How do farmers approach agricultural soils in efforts to stimulate convivial relations between human and nonhuman lifeworlds? What kinds of temporalities and rhythms emerge through conservative and regenerative ethics of care for more-than human lifeworlds?
Paper short abstract:
In Scotland, rethinking conservation after the COVID-19 pandemic must include conceptualisations of landscapes as spaces of danger, beauty, disease, and health. This paper discusses the role of the Scottish Highlands in Lyme disease, COVID-19, and the relationship between conservation and infection.
Paper long abstract:
Scotland's nature and the national past-time of hillwalking are seeped in topophilia inspiring literature, films, and passionate discussions on nature's wilderness, domesticity, and stewardship. But, Scotland, in particular the Scottish Highlands, also has the highest incidence of Lyme disease in Europe, a complex multi-organ illness caused by the bacteria Borrelia burgdorferi. However, little to nothing is published about Lyme disease on tourist websites dedicated to Scotland's great outdoors and the illness remains poorly understood.
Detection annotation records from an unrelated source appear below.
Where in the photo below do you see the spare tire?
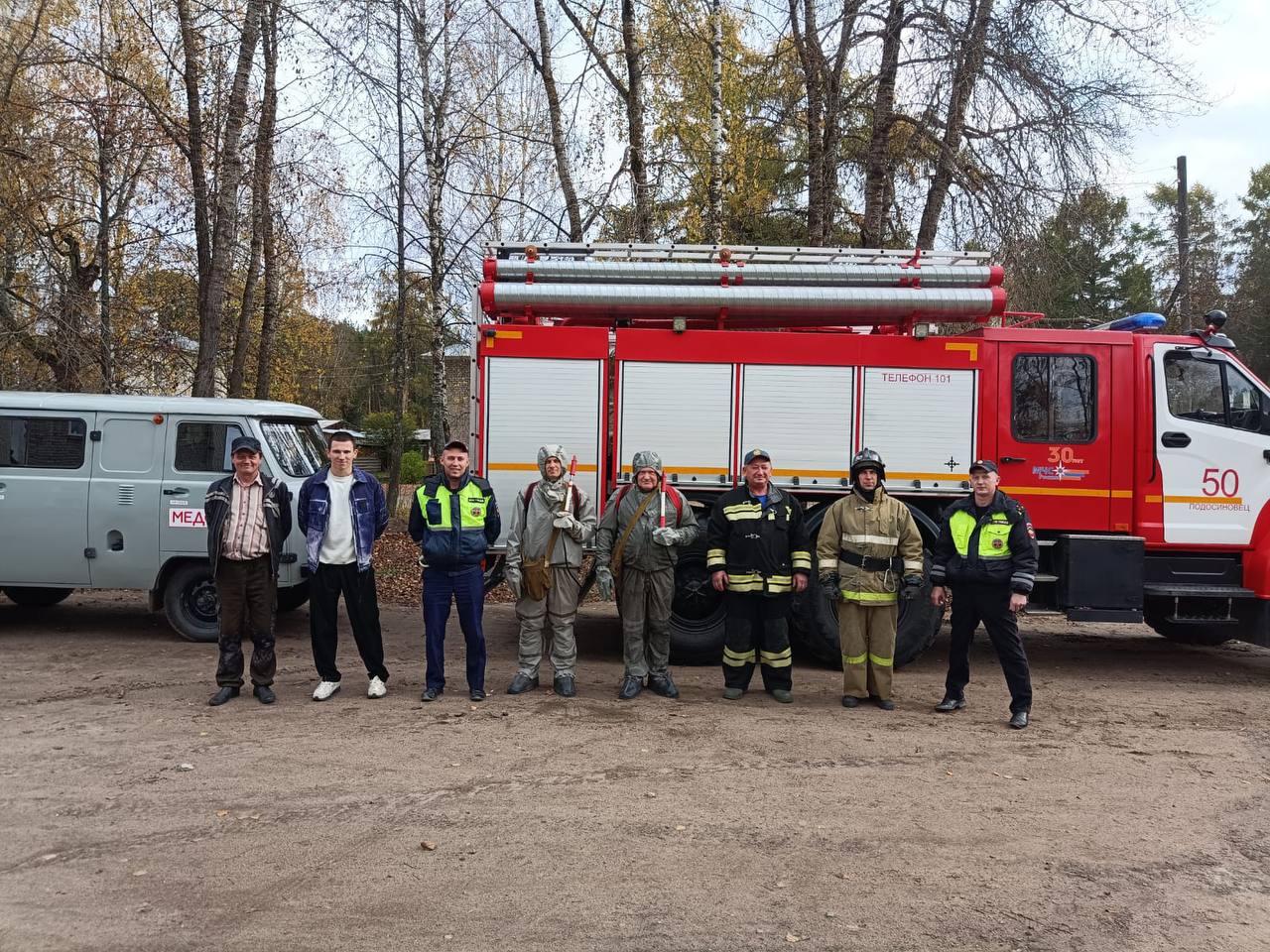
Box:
[790,505,944,667]
[671,532,726,663]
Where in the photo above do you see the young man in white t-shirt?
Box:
[296,430,389,701]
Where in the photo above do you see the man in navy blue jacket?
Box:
[409,439,503,701]
[296,430,389,701]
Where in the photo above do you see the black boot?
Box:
[648,671,680,698]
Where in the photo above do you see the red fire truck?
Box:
[471,244,1270,661]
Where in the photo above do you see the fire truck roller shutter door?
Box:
[790,503,944,667]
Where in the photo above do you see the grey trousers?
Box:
[617,567,675,678]
[516,565,581,678]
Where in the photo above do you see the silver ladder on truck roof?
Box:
[489,241,989,267]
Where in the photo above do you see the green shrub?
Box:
[401,449,428,485]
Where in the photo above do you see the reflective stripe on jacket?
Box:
[409,472,503,571]
[816,485,922,606]
[706,484,812,595]
[931,490,1036,595]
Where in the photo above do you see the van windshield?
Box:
[260,420,326,476]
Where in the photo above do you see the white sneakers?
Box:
[314,678,389,701]
[314,680,339,701]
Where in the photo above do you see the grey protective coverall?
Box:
[503,444,595,678]
[595,461,701,678]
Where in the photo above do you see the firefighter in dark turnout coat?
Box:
[706,449,812,704]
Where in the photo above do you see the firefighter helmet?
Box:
[851,447,886,482]
[631,449,662,477]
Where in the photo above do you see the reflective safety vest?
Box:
[416,476,494,568]
[931,490,1036,594]
[949,509,1012,561]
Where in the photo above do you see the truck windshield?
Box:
[260,420,326,476]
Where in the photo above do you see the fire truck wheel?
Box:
[278,581,309,612]
[1143,598,1242,645]
[671,540,725,663]
[4,585,75,608]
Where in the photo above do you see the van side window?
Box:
[1012,354,1097,443]
[172,421,242,472]
[1165,352,1262,432]
[0,416,87,470]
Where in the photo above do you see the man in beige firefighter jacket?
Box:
[504,445,595,697]
[595,450,701,701]
[816,448,922,711]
This paper, based on 12 months ethnographic research, asks how conservation can take illness into account by exploring multispecies relationships in Lyme disease during the COVID-19 pandemic. I first introduce which landscapes my interlocutors became infected in, and how patients conceptualise these landscapes post infection. I then introduce the ecologists and entomologists constructing the understanding of Scotland’s landscape epidemiology by researching ticks infected with B. burgdorferi. The main section of this paper then discusses Scottish nature during the COVID-19 pandemic. During lockdown, ecologists couldn't access fieldsites to survey tick infections and forester landscape maintenance (trimming tick habitat, Lyme disease signage) halted; during easing restrictions, access campaigners, political narratives, and tourism constructed Scotland's charismatic landscapes away from the possibility of danger and disease.
This paper discusses zoonosis in the more-than-human commoning of conservation, to ask: how can the more-than-human endeavour of taking care together include patients, disease, and how conservation conceptualises landscapes as spaces of danger, beauty, disease, and health?